|
This week's cross-category briefing
Good morning. Let me give you the full picture across all three categories this week, because there are some sharp contrasts worth paying attention to before you plan your sourcing weekend.
Across the board, the market is active. We tracked 5,735 listings, 1,877 confirmed sales, and an overall sell rate of 32.7% at an average sold price of £25.53. That is a healthy baseline. But the category breakdown tells a more nuanced story, and where you allocate your sourcing time this weekend could make a real difference to your July returns.
Menswear is the standout category this week. A 39.7% sell rate, an average sold price of £13.15, and an average of just 1.1 days to sell. That last number is the one to focus on. Items are moving in just over a day on average. That is not browsing, that is buyers with intent. Menswear was also named Category of the Week based on a 38.4% sell rate on items listed this specific week, which means the momentum is current, not historical. If you have been sleeping on menswear, now is the time to wake up.

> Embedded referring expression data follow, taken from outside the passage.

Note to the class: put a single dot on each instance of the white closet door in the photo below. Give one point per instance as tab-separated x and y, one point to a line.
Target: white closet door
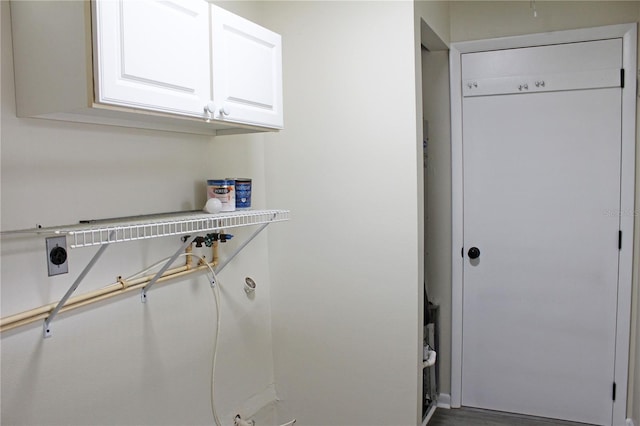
541	176
153	55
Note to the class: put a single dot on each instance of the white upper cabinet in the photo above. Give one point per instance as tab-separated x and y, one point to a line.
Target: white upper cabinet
177	65
247	70
153	55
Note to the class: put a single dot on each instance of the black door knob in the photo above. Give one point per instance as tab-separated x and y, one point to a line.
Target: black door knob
474	253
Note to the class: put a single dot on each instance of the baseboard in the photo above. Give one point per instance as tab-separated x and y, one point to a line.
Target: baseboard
444	400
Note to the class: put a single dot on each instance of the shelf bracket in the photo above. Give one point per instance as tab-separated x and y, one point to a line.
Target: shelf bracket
243	245
74	286
188	240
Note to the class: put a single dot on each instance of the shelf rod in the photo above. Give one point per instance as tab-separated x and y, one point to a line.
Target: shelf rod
188	240
243	245
74	286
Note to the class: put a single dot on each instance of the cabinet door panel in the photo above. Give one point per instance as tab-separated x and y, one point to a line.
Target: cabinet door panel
153	55
247	70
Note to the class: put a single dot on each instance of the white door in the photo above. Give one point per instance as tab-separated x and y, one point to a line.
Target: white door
247	71
153	55
541	156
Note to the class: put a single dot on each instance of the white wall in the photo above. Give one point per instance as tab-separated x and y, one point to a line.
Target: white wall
121	362
634	371
346	269
472	20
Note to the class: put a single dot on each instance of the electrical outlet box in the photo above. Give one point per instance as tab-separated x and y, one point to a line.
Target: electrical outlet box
57	261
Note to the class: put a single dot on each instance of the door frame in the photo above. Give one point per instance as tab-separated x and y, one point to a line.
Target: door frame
628	33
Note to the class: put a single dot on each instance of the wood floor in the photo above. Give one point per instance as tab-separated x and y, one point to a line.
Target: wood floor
476	417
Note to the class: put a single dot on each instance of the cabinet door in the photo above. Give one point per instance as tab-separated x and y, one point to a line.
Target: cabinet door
152	55
247	71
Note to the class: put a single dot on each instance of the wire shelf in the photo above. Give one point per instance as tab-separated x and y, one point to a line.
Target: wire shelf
166	225
98	232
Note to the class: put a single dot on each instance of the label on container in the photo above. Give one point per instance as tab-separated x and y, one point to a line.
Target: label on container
223	190
243	193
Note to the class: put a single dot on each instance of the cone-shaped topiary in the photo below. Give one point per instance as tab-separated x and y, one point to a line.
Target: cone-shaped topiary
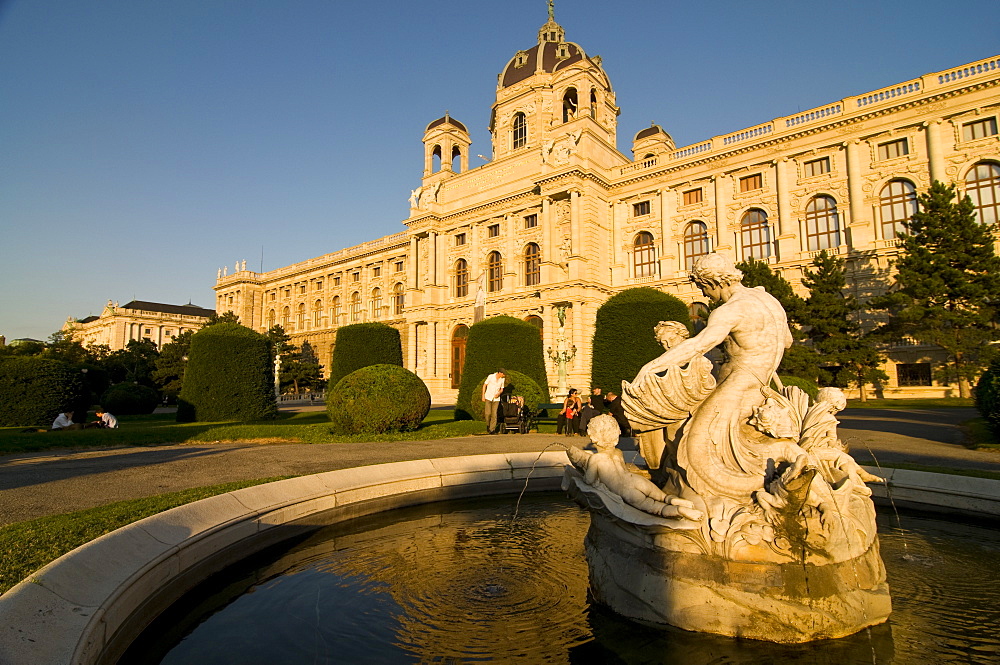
623	334
130	399
376	399
519	384
229	376
33	391
362	344
500	341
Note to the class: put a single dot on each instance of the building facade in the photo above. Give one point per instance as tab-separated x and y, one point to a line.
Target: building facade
559	220
136	320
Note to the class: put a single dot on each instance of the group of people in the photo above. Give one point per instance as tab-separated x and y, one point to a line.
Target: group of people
577	412
64	421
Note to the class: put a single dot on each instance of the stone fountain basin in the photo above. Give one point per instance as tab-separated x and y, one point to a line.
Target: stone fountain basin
87	606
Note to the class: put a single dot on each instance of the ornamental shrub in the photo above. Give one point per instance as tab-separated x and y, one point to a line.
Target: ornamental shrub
130	399
623	334
362	344
229	376
988	396
33	391
500	341
519	384
377	399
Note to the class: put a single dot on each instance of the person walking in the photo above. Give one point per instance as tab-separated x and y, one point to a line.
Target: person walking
492	389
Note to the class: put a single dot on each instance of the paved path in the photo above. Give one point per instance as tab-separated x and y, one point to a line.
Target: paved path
53	482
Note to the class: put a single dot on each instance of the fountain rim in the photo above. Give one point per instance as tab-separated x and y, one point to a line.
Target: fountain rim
87	606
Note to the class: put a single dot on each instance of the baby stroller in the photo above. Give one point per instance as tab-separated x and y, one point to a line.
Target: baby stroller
514	414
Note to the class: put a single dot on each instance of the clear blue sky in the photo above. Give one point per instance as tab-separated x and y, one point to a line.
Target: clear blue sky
144	145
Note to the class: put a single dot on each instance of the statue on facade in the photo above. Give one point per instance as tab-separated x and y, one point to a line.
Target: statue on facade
763	468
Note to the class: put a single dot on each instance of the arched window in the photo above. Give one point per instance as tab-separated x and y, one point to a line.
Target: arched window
336	310
461	278
756	234
537	322
532	265
570	105
644	255
355	307
397	299
695	243
898	202
519	131
436	159
822	223
458	339
982	184
376	304
494	266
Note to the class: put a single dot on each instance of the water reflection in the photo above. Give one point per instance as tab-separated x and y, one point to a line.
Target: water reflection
457	582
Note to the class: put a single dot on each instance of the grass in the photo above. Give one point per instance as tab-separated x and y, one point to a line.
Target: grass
161	429
27	546
917	403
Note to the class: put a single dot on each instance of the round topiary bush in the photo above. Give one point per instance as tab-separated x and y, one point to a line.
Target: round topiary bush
229	376
33	391
519	384
500	341
376	399
623	334
988	396
362	344
130	399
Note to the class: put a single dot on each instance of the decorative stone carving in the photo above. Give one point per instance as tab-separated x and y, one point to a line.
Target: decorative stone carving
784	545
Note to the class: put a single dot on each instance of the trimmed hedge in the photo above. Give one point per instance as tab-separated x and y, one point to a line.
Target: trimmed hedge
988	396
33	391
362	344
500	341
520	384
623	334
377	399
130	399
229	376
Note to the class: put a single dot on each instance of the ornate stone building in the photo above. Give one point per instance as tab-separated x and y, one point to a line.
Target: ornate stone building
118	325
559	219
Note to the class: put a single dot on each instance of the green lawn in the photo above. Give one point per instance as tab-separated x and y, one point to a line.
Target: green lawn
27	546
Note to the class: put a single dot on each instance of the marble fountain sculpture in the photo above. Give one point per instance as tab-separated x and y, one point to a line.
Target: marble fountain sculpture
751	519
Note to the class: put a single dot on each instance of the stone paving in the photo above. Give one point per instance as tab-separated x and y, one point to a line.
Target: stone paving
52	482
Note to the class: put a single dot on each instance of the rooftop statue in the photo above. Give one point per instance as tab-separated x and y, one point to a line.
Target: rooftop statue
762	525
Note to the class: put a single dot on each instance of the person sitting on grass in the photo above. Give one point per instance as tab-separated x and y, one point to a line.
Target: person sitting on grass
105	420
64	421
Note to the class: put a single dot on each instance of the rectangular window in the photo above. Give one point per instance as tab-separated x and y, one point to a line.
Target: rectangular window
692	196
893	149
913	374
979	129
816	167
751	182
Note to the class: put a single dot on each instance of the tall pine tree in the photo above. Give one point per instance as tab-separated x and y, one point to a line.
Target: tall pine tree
847	358
947	288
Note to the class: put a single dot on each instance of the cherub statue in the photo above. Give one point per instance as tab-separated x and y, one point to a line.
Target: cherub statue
607	467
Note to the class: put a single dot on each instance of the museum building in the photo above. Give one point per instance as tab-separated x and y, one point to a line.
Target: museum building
559	220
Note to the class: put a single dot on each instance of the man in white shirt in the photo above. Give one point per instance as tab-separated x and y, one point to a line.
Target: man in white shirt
492	388
65	421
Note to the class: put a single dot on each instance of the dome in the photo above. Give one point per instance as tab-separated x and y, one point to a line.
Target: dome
446	120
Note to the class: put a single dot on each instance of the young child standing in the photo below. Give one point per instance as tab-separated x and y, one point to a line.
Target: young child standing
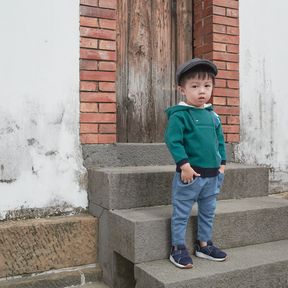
195	139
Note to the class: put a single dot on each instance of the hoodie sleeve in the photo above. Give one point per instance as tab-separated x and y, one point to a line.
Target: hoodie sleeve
221	141
174	139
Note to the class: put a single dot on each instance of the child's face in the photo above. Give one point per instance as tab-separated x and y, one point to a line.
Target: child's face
197	91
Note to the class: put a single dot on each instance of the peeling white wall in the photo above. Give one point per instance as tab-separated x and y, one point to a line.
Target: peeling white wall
40	153
263	88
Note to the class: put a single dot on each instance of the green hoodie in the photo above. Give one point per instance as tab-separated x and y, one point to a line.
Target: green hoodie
195	135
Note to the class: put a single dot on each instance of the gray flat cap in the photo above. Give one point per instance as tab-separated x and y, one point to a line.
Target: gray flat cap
192	63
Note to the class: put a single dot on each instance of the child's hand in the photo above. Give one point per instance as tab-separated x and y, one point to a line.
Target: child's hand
222	168
187	173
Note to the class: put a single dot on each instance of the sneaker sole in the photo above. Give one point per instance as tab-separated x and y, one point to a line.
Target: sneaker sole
188	266
204	256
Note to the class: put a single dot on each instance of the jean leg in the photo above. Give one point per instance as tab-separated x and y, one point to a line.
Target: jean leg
183	198
206	208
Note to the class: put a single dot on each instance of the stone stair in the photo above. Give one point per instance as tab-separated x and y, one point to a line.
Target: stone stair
133	204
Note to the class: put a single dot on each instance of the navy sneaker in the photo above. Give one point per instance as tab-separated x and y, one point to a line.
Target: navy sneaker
180	257
210	252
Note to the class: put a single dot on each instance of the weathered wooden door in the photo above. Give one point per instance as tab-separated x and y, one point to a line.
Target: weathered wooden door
153	38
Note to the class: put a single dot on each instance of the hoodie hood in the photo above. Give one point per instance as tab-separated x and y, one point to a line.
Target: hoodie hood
182	106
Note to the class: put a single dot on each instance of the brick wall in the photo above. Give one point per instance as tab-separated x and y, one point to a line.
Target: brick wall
97	71
216	38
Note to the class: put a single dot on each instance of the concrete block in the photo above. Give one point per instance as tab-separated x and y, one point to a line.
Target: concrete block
118	272
33	246
133	154
131	187
259	266
143	234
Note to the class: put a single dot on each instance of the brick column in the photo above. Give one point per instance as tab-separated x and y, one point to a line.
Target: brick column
216	38
97	71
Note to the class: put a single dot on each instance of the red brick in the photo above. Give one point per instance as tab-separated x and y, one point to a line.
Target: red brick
97	97
97	76
225	38
88	65
107	66
203	14
224	57
89	43
223	119
97	118
207	3
97	33
232	137
89	2
233	84
233	120
226	21
90	22
109	87
233	66
98	138
107	45
219	28
233	49
232	13
198	7
220	83
220	65
228	75
88	107
88	128
107	128
88	86
230	128
112	4
233	101
208	20
219	100
107	24
97	12
226	3
107	107
198	42
219	10
198	24
107	139
233	31
226	110
226	92
97	55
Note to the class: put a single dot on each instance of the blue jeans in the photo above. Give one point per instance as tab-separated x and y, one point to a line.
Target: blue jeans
202	190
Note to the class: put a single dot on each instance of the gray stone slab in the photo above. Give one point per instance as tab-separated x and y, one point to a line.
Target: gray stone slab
133	154
259	266
70	277
143	234
131	187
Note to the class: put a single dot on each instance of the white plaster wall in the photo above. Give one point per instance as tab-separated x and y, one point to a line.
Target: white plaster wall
263	88
40	153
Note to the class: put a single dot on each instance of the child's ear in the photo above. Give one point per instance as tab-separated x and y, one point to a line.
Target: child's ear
181	89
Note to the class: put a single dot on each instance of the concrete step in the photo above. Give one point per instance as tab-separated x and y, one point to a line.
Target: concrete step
61	278
143	234
142	186
133	154
38	245
262	265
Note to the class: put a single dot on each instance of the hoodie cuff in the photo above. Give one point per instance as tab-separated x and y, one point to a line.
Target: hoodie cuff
180	163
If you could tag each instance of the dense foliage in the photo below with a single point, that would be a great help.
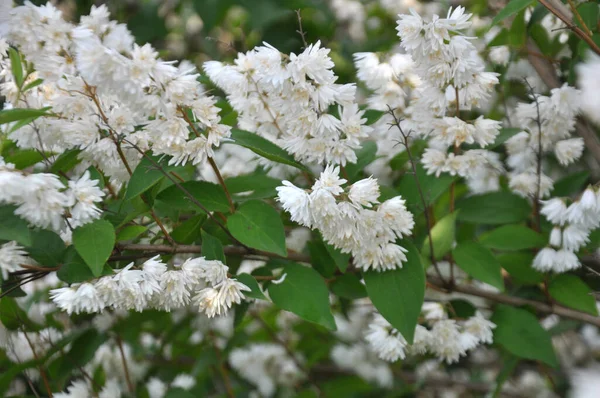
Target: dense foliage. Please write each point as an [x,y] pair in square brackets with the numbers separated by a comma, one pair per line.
[307,198]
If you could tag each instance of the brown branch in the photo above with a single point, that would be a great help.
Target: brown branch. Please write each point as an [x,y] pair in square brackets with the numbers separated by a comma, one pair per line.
[518,301]
[548,75]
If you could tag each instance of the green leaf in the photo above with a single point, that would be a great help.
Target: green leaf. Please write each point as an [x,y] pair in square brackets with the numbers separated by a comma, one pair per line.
[303,292]
[212,248]
[348,286]
[94,242]
[131,232]
[146,175]
[512,237]
[512,8]
[211,196]
[13,227]
[479,262]
[431,185]
[75,270]
[264,148]
[364,156]
[573,292]
[493,208]
[47,248]
[518,265]
[258,225]
[520,333]
[442,235]
[13,115]
[398,295]
[16,66]
[249,281]
[571,184]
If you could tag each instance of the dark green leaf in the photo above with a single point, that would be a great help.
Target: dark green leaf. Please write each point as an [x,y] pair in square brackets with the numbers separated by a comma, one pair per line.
[479,262]
[398,295]
[249,281]
[94,242]
[259,226]
[211,196]
[348,286]
[512,8]
[518,265]
[47,248]
[512,237]
[13,115]
[493,208]
[303,292]
[442,235]
[264,148]
[573,292]
[519,332]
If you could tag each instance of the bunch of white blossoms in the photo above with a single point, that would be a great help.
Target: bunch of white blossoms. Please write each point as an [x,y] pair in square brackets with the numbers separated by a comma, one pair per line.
[447,339]
[154,286]
[266,365]
[285,99]
[106,94]
[347,219]
[556,117]
[452,79]
[573,224]
[44,201]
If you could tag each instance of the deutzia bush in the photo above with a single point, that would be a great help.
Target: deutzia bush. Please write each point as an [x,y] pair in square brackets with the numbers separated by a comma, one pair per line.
[404,202]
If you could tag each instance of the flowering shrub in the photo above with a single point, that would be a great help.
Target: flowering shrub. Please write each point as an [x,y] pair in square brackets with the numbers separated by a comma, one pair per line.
[269,226]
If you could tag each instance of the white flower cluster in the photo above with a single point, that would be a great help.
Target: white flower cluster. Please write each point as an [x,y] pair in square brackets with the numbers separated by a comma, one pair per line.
[267,366]
[154,286]
[105,90]
[347,220]
[285,99]
[452,79]
[44,201]
[573,224]
[557,120]
[448,339]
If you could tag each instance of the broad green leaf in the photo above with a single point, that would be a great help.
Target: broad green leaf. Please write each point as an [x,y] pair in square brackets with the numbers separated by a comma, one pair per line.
[571,184]
[512,237]
[518,265]
[146,175]
[188,231]
[258,225]
[249,281]
[398,295]
[348,286]
[493,208]
[442,235]
[364,156]
[431,186]
[264,148]
[75,270]
[573,292]
[131,232]
[520,333]
[47,248]
[303,292]
[512,8]
[94,242]
[211,196]
[13,227]
[479,262]
[16,66]
[13,115]
[212,248]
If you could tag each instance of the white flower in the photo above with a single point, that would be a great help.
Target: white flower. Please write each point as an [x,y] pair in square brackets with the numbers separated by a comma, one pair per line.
[364,192]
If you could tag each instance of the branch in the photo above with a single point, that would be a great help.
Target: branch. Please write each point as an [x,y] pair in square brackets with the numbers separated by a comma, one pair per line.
[518,301]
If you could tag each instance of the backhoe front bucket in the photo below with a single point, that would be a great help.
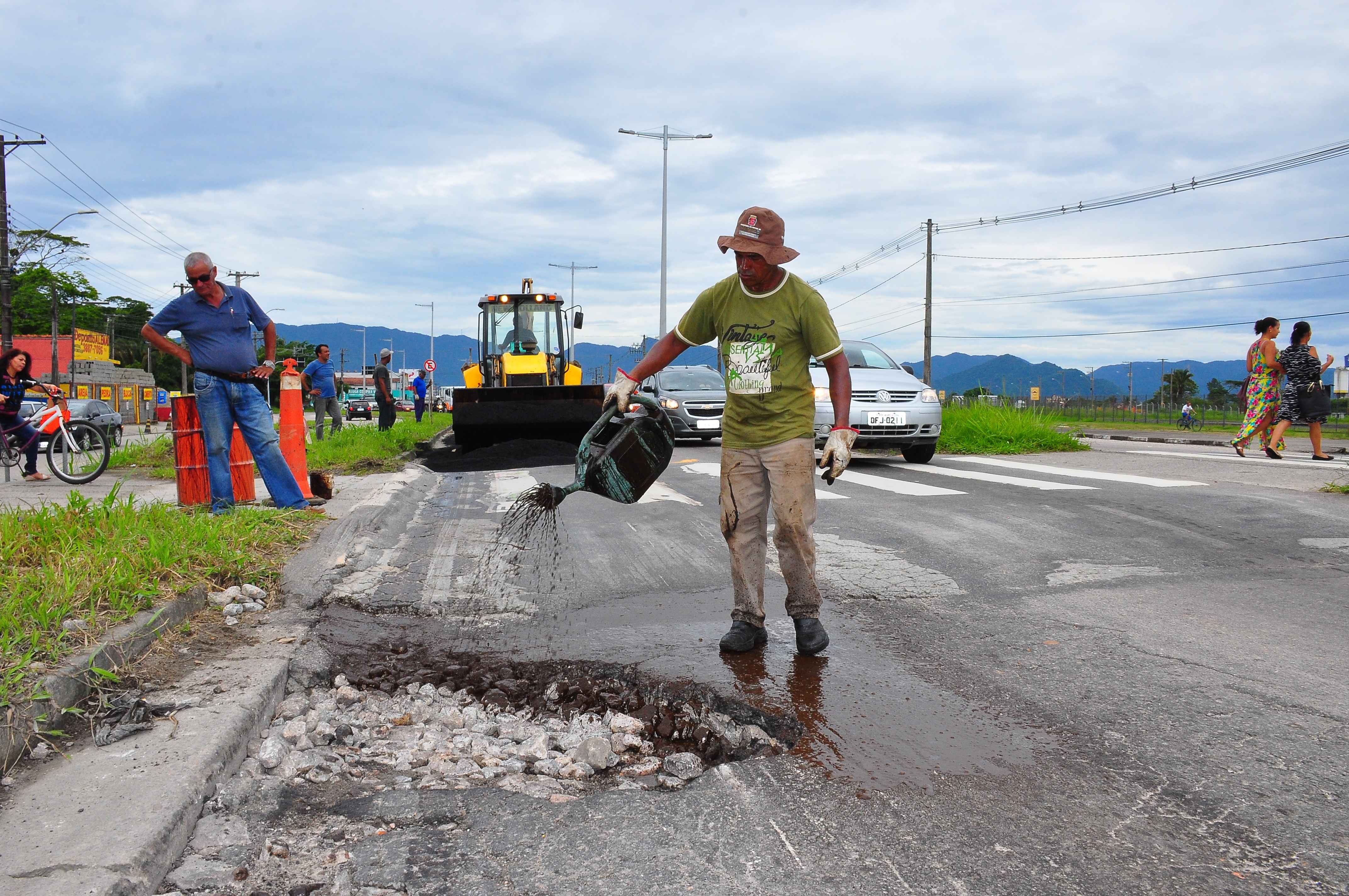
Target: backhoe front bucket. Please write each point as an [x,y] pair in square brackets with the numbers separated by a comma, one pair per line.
[502,413]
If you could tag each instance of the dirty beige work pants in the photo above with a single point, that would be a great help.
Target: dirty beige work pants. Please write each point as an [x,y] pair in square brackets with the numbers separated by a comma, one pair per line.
[751,481]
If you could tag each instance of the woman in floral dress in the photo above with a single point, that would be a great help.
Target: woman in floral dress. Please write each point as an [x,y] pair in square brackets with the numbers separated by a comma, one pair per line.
[1262,389]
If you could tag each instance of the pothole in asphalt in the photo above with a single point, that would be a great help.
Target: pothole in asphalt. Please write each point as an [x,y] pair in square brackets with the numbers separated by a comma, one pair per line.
[405,718]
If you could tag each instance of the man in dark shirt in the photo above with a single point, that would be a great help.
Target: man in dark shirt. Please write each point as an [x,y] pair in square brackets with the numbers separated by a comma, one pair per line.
[385,390]
[214,320]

Womenswear is solid and should not be ignored. A 37.0% sell rate on 3,924 listings with 1,451 sales is genuinely impressive volume. The average sold price of £10.46 is lower than menswear, and items take 8.8 days to sell on average, so the cash cycle is slower. However, womenswear is far easier to source in volume at UK charity shops and car boots. The sheer number of listings means there is more competition, but the top-performing brands are still converting well above average.
Designer is a different proposition entirely. A 5.7% sell rate sounds alarming until you look at the average sold price: £553.53. The maths is straightforward. One Tiffany & Co. piece at £760 does more work than 70 womenswear items at £10.46. Designer also moves quickly when it sells: an average of 1.7 days. The risk is that most Designer inventory sits. The bottom five brands this week all posted a 0.0% sell rate. Balmain, Bottega Veneta, Burberry, Chloé, and Christian Louboutin moved nothing. If you are holding any of these, rethink your pricing strategy or consider moving them on.
Now for the cross-category patterns worth noting. Stone Island appears in both the combined top 15 in Designer (£750 average, 9.1% sell rate) and separately in Menswear (£55 average, 40.0% sell rate). This tells you something useful: authenticated Stone Island at designer price points is a slow burn, but mainline Stone Island menswear pieces at accessible prices are flying. If you find Stone Island at a charity shop, price it confidently in the £40 to £70 range and it will likely sell within a day or two.
Activewear is strong across categories. Lululemon in womenswear hit a 71.4% sell rate. Umbro in menswear hit 80.0%. Polo Ralph Lauren in menswear hit 72.7%. Buyers are actively looking for activewear and sportswear right now, which makes sense heading into summer. Source it wherever you find it.
For womenswear, your sourcing priorities should be Lululemon, Lucy & Yak, and Never Fully Dressed. These three brands are all converting above 50.0% sell rate. Hush and AYBL are your hidden gems this week: small sample sizes, but 100.0% and 83.3% sell rates respectively. Keep an eye out in charity shops for Hush linen pieces and AYBL gym sets in particular. Hobbs is performing well at 42.9% and tends to be very findable in suburban charity shops.
For menswear, Umbro is your priority source. 80.0% sell rate on 10 listings is a real signal. Football training kits, vintage tracksuits, England retro gear. Summer is approaching and there is a football culture moment building ahead of the season. Polo Ralph Lauren at 72.7% is another strong pick. Reiss at 60.0% means any Reiss blazer, shirt, or trouser you find at a reasonable price is worth picking up.
For Designer, concentrate on the liquid brands. Tiffany, Cartier, Omega, and Chanel are all selling within two days on average. Saint Laurent and CELINE are taking three to four days, which is still fast for designer. Avoid Balmain, Burberry, Chloé, Christian Louboutin, and Bottega Veneta completely until sell rates recover. Your sourcing budget in this category should go exclusively toward jewellery and watches right now, not shoes or ready-to-wear.
Sourcing priority by category this weekend: menswear first, womenswear activewear second, designer jewellery and watches third. List menswear immediately for the fastest turnover. Stage womenswear listings across the week to avoid flooding your profile. Designer pieces can take a few days to photograph properly, so get sourcing done now and list carefully.